Pidruchnyi admits that the situation in Ukraine affects him a lot: "Of course, everything that happens at home cannot but affect the mood and mindset; it is difficult to separate yourself from the country. You know there is a war going on and people are dying, that the AFU stands as a wall, giving us the opportunity to train here as well. But you go to training and think about what you need to do now, you focus all your attention here”.

Artem Pryma, for whom the last season ended early and unexpectedly, was on service in the AFU during this time: “Three days after our return home from the Olympics, the war began and there could no longer be any training. I tried to somehow keep in shape, but I was in my military unit. And I was allowed to go to the first training camp already from there.”

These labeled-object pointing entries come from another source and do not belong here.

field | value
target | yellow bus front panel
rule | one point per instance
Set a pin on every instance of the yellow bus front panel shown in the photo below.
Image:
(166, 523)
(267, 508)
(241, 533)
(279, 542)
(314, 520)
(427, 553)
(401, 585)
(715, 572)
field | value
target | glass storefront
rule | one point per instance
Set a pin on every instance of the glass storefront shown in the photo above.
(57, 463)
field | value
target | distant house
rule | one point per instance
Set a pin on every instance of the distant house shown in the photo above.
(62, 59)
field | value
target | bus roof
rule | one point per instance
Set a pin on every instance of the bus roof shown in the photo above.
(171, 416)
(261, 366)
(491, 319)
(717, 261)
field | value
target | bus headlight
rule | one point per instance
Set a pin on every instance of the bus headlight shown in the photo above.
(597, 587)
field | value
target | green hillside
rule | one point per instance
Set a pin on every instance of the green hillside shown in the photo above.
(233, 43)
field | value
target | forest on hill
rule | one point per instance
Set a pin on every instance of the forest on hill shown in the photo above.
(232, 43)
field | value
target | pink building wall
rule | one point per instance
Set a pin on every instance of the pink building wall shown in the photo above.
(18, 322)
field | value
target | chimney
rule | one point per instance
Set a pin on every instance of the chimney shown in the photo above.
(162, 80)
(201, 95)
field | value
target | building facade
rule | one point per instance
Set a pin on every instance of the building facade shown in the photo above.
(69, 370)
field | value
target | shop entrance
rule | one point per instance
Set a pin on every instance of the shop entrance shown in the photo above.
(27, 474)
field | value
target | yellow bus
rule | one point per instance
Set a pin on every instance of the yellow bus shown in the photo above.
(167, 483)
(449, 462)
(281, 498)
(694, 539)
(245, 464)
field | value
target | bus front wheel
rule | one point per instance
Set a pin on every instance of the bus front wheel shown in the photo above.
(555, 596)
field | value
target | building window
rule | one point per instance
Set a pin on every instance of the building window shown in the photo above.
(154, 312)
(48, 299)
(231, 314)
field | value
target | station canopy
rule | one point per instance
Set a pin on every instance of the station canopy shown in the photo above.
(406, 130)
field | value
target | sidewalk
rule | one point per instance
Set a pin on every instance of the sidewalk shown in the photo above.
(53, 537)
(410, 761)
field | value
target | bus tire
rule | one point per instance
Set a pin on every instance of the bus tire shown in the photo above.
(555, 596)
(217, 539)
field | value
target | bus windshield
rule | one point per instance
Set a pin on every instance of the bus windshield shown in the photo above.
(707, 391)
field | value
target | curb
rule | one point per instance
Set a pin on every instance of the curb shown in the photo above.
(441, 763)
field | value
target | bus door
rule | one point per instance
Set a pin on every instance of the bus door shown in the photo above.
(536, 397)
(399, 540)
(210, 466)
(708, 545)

In Chernihiv, Pryma's hometown, the ski training center was destroyed and there was practically nothing left: “It's hard to say how I will train between the camps. You can run on the streets, train in the gym, but it is impossible to roller skis or shoot. When I was at home, the workers of the center and coaches tried to clear and prepare at least 1-1.5 km of the track so that the children could somehow train as they can’t run in the forest, because of unexploded shells and mines which could be anywhere. The equipment that was in the center completely burned down; the kids and young athletes, who kept absolutely everything there, suffered most in this regard. As for myself, at that time, I had practically nothing there, so my rifle and most of the skis were not damaged.”

Pryma admits that he didn’t think about the next season at all: “I thought about the need to protect the country, my family. All thoughts were only about this. For two and a half months I was in my unit in AFU. But it turns out that today everyone should do what they can do best. I was told that my job is to represent my country on the world sports arena. I thought about it and agreed. I will try to defend the honour of Ukraine with my results.” And Pryma, like other Ukrainian biathletes, will have an opportunity to do so already at the end of August at the Summer World Championships in Ruhpolding (GER), in which the team will take part.

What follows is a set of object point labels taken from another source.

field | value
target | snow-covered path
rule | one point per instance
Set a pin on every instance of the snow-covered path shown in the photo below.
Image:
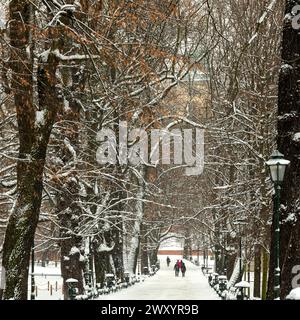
(164, 286)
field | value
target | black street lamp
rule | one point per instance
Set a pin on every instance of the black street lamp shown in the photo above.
(32, 296)
(277, 165)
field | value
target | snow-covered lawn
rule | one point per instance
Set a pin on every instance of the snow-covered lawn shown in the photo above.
(47, 278)
(164, 286)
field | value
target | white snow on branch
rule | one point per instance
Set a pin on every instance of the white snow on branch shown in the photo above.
(73, 57)
(40, 118)
(70, 148)
(105, 248)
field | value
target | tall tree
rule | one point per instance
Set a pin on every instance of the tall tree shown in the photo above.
(34, 128)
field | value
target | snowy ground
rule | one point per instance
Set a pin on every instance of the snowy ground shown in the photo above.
(48, 283)
(164, 286)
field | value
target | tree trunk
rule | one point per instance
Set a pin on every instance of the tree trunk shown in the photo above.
(265, 275)
(289, 144)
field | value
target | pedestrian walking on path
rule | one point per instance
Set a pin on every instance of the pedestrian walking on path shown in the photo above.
(183, 269)
(176, 268)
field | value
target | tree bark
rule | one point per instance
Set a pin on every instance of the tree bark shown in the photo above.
(289, 144)
(33, 141)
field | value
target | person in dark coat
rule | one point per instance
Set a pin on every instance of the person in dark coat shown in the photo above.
(183, 269)
(176, 268)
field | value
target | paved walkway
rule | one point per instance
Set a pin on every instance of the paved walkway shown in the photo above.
(164, 286)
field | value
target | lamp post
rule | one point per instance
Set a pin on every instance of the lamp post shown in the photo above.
(32, 296)
(225, 234)
(277, 165)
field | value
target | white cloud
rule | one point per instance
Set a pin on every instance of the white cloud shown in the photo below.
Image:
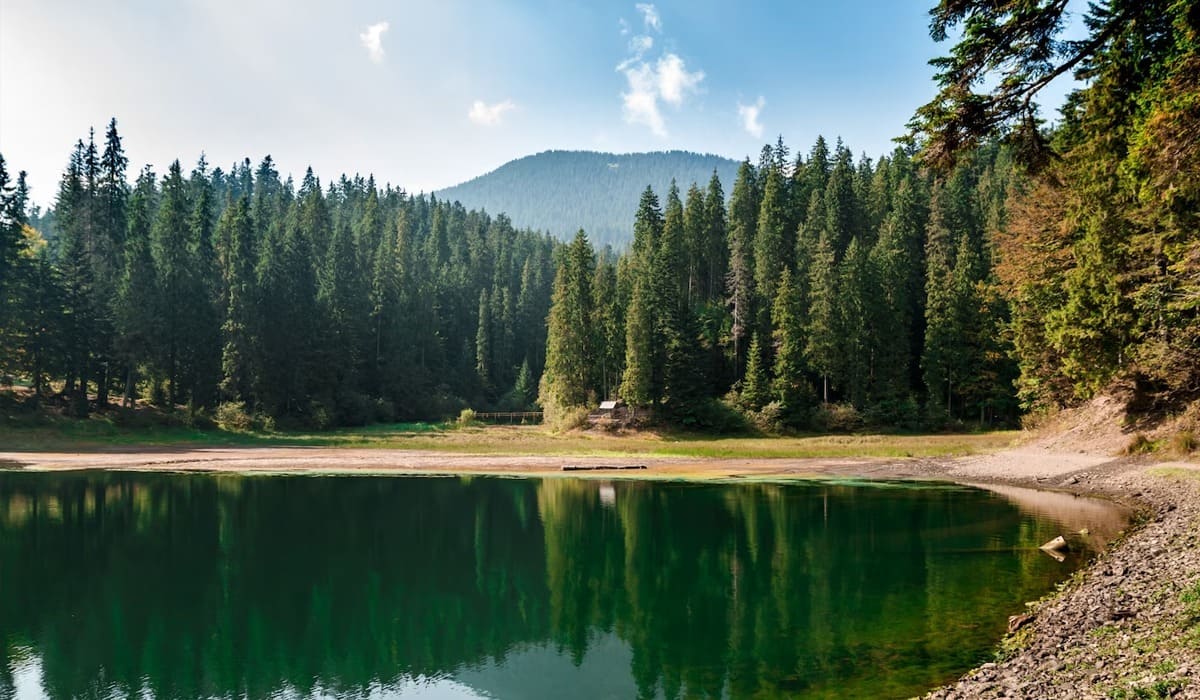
(490, 114)
(649, 84)
(667, 81)
(372, 39)
(651, 16)
(749, 117)
(640, 45)
(675, 81)
(642, 100)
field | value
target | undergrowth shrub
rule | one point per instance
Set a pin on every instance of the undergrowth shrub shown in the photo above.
(232, 416)
(1185, 442)
(1140, 444)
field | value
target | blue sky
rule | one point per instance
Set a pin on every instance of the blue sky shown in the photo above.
(429, 94)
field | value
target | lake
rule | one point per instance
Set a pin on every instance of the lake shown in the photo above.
(118, 585)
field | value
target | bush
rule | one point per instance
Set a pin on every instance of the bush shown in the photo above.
(1140, 444)
(718, 417)
(354, 408)
(1185, 442)
(384, 411)
(232, 416)
(838, 418)
(769, 418)
(900, 413)
(559, 418)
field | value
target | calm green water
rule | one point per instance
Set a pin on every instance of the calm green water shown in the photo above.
(199, 586)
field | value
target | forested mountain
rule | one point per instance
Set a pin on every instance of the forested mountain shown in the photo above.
(237, 288)
(563, 191)
(989, 265)
(823, 281)
(989, 253)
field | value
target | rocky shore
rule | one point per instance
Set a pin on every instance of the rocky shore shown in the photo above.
(1127, 626)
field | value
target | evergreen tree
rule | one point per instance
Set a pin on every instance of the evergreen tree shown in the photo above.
(741, 286)
(821, 342)
(484, 342)
(756, 384)
(569, 380)
(790, 386)
(238, 228)
(135, 311)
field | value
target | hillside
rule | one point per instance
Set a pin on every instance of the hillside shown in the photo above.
(564, 191)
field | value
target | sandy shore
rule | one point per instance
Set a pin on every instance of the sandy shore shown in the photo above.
(1123, 627)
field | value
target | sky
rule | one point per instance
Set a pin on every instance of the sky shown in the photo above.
(427, 94)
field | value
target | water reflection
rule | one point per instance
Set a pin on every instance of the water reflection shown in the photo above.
(199, 586)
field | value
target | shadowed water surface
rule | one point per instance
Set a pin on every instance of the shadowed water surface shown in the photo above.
(118, 585)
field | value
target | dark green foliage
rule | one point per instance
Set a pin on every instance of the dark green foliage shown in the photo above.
(1097, 247)
(347, 304)
(570, 376)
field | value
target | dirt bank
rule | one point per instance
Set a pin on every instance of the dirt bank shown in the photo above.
(1128, 626)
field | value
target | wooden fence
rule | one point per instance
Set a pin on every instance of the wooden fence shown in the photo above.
(510, 417)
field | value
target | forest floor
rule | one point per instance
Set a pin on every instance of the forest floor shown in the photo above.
(1127, 626)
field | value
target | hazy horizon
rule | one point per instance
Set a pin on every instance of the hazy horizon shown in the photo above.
(395, 93)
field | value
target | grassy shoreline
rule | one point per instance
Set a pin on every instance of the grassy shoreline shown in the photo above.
(100, 434)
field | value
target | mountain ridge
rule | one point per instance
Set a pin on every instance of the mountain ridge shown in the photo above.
(562, 191)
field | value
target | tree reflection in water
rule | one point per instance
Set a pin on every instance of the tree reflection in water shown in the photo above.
(216, 586)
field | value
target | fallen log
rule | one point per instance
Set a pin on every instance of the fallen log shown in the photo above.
(600, 467)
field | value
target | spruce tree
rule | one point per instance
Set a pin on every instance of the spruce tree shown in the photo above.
(238, 228)
(756, 384)
(569, 380)
(743, 227)
(137, 292)
(821, 342)
(790, 386)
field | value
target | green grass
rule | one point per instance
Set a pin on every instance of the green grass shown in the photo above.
(102, 434)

Even though the Ukrainian national team has not specifically prepared for the SBWCH for several years, according to the head coach of the men's team, this year the plans have changed, and they want to compete in Ruhpolding with the strongest line-up. Sanitra is grateful to many organisations and people who are doing everything they can to make this happen.

“All this hard work that we do, - says Sanitra, - we dedicate this to our fans and all citizens of the country so that in such a difficult time they can find some joy in the success of Ukrainian biathletes, because biathlon is one of the most popular sports in Ukraine. I want people to look at the representatives of their country and be happy for their success.”